Shame on the device, but shame on us too.
Mind you, since here we have CBI/CB protocol rather than BBB protocol,
the device never sees the -i x4, the device sees only the 00:08. So in
a bus trace we see no babble: only the host that tries to reconcile -i
x4 with 8 bytes in from the device sees babble.
Since the device can't see CBI/CB break this way, the device can't
help. With CBI/CB, by design, only the host can avoid this kind of
trouble, only by more accurately guessing in advance out-of-band how the
device will actually interpret a particular cdb.
> Luckily unplugging the device completes, and I can plug it back in and
> everything is ok! That is quite nice! Thanks for all the nice hotplug and
> ref-counting code everybody.
Brilliant, aye, kudos everyone.
> Following is the usb storage debug logs for the above command, including
> "--babble" output.
>
> I added some messages via "logger -p kern.debug" to separate things.
Ooooh. I've been looking to discover that `logger` command since the
day I discovered `dmesg`. Thank you for naming it explicitly.

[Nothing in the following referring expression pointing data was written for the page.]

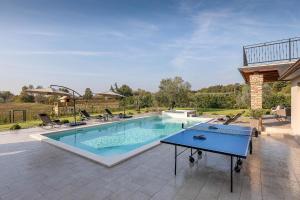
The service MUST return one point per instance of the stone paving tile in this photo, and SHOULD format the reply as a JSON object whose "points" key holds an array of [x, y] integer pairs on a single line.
{"points": [[34, 170]]}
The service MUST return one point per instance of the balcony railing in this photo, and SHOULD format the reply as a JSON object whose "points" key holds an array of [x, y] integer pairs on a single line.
{"points": [[281, 50]]}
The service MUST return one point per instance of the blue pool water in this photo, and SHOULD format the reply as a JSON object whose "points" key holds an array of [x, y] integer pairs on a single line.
{"points": [[121, 137]]}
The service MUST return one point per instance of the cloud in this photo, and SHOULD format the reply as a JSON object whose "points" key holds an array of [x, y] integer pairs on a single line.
{"points": [[64, 52], [40, 33]]}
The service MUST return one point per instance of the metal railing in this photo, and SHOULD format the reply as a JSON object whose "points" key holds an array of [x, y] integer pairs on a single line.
{"points": [[281, 50]]}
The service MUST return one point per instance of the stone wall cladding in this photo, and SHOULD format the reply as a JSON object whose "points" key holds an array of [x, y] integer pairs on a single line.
{"points": [[256, 86]]}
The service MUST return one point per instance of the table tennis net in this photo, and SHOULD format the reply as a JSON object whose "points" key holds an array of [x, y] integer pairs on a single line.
{"points": [[221, 130]]}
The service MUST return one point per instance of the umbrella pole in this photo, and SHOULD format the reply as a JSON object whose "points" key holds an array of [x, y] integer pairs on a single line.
{"points": [[74, 102]]}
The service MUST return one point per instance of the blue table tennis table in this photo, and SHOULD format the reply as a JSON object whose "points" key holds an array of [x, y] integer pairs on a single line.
{"points": [[230, 140]]}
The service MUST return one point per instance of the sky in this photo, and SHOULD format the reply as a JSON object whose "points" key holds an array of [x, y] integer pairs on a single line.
{"points": [[95, 43]]}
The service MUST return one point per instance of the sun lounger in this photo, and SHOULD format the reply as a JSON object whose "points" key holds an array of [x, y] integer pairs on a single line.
{"points": [[85, 115], [233, 119], [119, 116], [47, 121]]}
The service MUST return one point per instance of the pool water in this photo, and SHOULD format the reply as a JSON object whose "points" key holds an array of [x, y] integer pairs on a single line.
{"points": [[121, 137]]}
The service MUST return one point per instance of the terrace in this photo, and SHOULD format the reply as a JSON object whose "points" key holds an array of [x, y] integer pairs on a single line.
{"points": [[35, 170]]}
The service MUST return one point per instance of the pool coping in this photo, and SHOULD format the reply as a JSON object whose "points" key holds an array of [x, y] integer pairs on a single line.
{"points": [[106, 161]]}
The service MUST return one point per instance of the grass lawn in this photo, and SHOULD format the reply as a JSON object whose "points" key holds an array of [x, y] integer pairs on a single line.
{"points": [[208, 111], [35, 123]]}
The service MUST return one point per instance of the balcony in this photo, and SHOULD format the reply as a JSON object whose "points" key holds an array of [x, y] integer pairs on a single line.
{"points": [[271, 59], [286, 50]]}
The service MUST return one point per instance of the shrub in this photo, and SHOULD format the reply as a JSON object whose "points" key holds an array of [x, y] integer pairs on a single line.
{"points": [[15, 127], [256, 113]]}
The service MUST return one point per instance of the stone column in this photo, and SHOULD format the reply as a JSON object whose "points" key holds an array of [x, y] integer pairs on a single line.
{"points": [[256, 86]]}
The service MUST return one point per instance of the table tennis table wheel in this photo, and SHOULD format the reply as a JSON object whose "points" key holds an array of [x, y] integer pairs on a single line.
{"points": [[191, 159], [239, 162], [237, 168]]}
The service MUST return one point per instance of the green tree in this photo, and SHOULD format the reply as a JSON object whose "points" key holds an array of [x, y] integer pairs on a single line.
{"points": [[124, 90], [6, 96], [24, 96], [173, 92], [88, 94], [143, 99]]}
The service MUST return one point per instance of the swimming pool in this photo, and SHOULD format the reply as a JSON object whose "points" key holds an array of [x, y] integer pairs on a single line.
{"points": [[114, 142]]}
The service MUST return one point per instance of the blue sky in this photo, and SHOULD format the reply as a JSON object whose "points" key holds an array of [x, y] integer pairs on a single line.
{"points": [[95, 43]]}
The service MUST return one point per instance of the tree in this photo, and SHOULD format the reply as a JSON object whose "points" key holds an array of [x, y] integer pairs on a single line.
{"points": [[88, 94], [173, 92], [24, 96], [143, 99], [6, 96], [124, 90]]}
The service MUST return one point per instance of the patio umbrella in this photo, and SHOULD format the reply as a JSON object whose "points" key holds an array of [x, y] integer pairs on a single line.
{"points": [[47, 91], [112, 94]]}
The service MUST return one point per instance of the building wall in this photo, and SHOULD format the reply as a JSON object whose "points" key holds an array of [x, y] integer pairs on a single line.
{"points": [[256, 87], [295, 107]]}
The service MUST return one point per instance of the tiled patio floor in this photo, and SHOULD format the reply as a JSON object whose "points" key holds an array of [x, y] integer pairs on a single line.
{"points": [[33, 170]]}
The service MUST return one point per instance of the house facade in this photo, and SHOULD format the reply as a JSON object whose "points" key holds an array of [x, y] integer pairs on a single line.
{"points": [[270, 62]]}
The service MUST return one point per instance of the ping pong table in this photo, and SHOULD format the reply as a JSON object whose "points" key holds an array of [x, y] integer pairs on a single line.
{"points": [[230, 140]]}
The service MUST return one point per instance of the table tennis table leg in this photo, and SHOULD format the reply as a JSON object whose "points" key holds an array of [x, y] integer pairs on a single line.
{"points": [[175, 168], [231, 185], [251, 146]]}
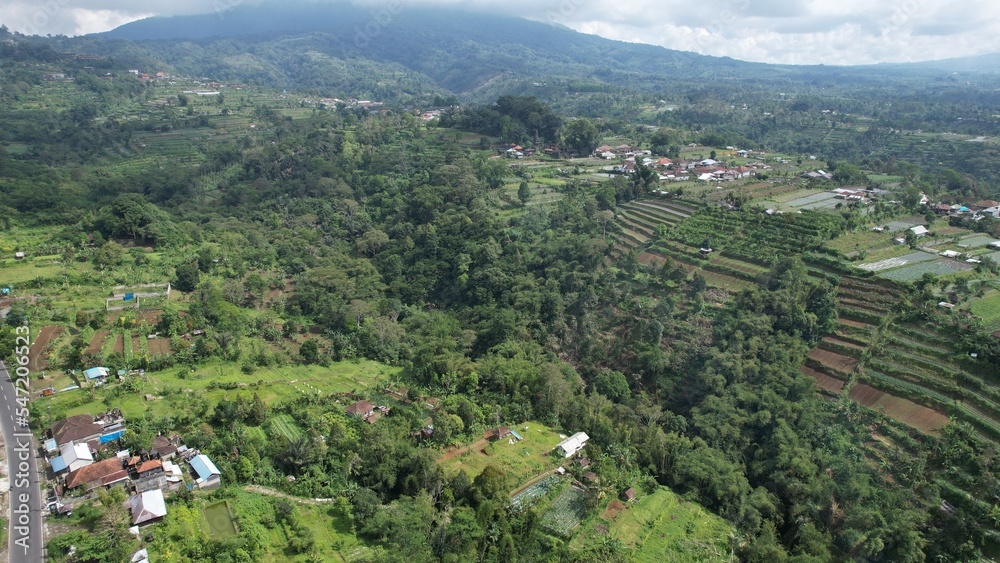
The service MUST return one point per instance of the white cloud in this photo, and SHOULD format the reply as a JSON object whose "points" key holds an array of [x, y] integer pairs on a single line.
{"points": [[797, 31]]}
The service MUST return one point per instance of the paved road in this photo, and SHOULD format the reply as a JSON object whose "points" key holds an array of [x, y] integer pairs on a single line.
{"points": [[26, 544]]}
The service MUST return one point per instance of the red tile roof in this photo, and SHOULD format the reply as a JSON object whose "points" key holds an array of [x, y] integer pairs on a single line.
{"points": [[93, 472], [150, 465]]}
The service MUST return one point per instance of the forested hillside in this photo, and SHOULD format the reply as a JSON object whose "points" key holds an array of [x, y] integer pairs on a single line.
{"points": [[325, 255]]}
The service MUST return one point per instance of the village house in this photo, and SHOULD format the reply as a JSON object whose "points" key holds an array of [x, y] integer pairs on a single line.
{"points": [[573, 444], [96, 376], [629, 494], [147, 507], [207, 475], [149, 468], [79, 428], [101, 474], [361, 409], [73, 456]]}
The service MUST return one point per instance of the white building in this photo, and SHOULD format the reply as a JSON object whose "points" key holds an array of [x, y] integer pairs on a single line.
{"points": [[573, 444]]}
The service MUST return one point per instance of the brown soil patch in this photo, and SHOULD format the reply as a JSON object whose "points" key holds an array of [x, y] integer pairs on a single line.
{"points": [[152, 318], [922, 418], [844, 343], [647, 258], [824, 381], [455, 452], [159, 347], [613, 510], [97, 342], [833, 360], [38, 353], [855, 324]]}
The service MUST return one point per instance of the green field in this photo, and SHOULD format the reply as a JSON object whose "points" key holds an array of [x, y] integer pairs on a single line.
{"points": [[661, 527], [987, 308], [565, 512], [219, 521], [521, 460], [283, 425], [176, 385]]}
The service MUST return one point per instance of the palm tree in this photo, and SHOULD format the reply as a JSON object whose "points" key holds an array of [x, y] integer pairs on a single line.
{"points": [[297, 453]]}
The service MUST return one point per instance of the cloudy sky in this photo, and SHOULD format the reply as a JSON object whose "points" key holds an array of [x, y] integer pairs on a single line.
{"points": [[779, 31]]}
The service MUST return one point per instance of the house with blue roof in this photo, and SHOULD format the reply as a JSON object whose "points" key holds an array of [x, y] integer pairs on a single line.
{"points": [[207, 475], [73, 456], [96, 375]]}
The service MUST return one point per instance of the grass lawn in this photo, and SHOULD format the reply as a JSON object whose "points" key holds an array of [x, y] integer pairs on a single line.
{"points": [[273, 384], [521, 460], [659, 526], [21, 271], [987, 308]]}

> Weird that we tried to send another MODE SENSE *after* I unplugged the
> device, maybe an abort or cancel of the commands caused it to retry before
> the device was actually removed, more likely usb aborted outstanding
> commands prior to a call to scsi_remove_host (that is OK).
>
> -----------------------------------------------------------------------------
>
> Nov 14 14:51:34 laptop patman: NOTE pre post too short command sent
> ...
> Nov 14 14:52:39 laptop patman: NOTE unplugging device NOTE
> ...
> Nov 14 14:52:44 laptop kernel: usb-storage: -- usb_stor_release_resources finished
> ...
> Nov 14 14:52:52 laptop patman: NOTE device unplugged NOTE
I read that trace with interest, thank you.
Pat LaVarre